The intention is that the images used in a component have the same version and or not mixed.
Due to the limitations described in https://gitlab.com/gitlab-org/gitlab/-/issues/438275 
it's currently required to provide the component version in the `component` include field
and as the `version` input.
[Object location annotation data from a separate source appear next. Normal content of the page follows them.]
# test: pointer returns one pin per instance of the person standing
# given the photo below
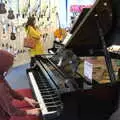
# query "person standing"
(33, 32)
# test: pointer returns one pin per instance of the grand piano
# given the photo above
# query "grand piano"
(62, 91)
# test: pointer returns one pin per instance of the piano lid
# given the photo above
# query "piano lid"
(85, 39)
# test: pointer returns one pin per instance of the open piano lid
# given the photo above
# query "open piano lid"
(85, 40)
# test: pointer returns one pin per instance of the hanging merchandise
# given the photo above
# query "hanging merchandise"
(12, 35)
(18, 14)
(2, 8)
(11, 14)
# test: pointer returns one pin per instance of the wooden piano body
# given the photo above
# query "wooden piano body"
(90, 37)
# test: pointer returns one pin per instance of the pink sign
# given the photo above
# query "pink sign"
(79, 8)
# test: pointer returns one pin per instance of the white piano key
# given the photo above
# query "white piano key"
(38, 95)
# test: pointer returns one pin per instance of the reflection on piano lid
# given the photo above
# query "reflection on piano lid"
(80, 18)
(85, 37)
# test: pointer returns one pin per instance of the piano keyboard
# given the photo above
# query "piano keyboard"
(46, 96)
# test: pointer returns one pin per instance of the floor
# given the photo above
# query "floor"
(17, 78)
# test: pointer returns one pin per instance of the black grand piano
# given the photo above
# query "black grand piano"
(61, 89)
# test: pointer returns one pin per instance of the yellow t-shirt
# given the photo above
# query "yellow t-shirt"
(35, 33)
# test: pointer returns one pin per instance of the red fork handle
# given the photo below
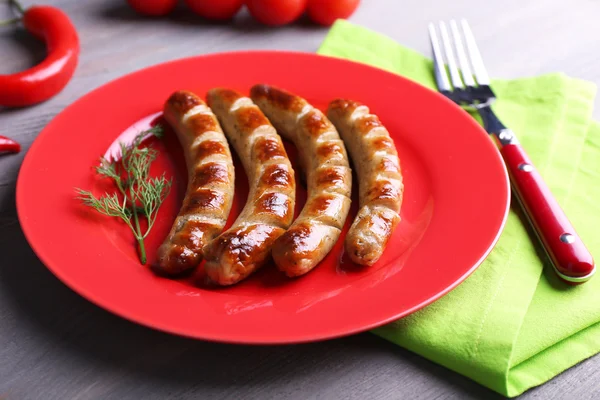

Check out the [Usage](#Usage) section for examples.

Each component release deploys the following images:

- `registry.gitlab.com/components/opentofu/gitlab-opentofu:<VERSION>-opentofu<OPENTOFU_VERSION>`
- `registry.gitlab.com/components/opentofu/gitlab-opentofu:<VERSION>-opentofu`
  - Includes the latest stable OpenTofu version at the time of releasing the component
- `registry.gitlab.com/components/opentofu/gitlab-opentofu:<VERSION>`
  - Includes the latest stable OpenTofu version at the time of releasing the component

In the above examples `<VERSION>` references the component version and `<OPENTOFU_VERSION>` 
an OpenTofu release, from [here](https://github.com/opentofu/opentofu/releases).

*Note: unfortunately, these image versions are not SemVer compatible,
because `-` indicates a prerelease (which they are not in this case).
However, we cannot use the alternative `+` which would indicate build metadata
as we'd like.
See https://github.com/distribution/distribution/issues/1201*

## Contributing

See the [CONTRIBUTING.md](CONTRIBUTING.md) guide.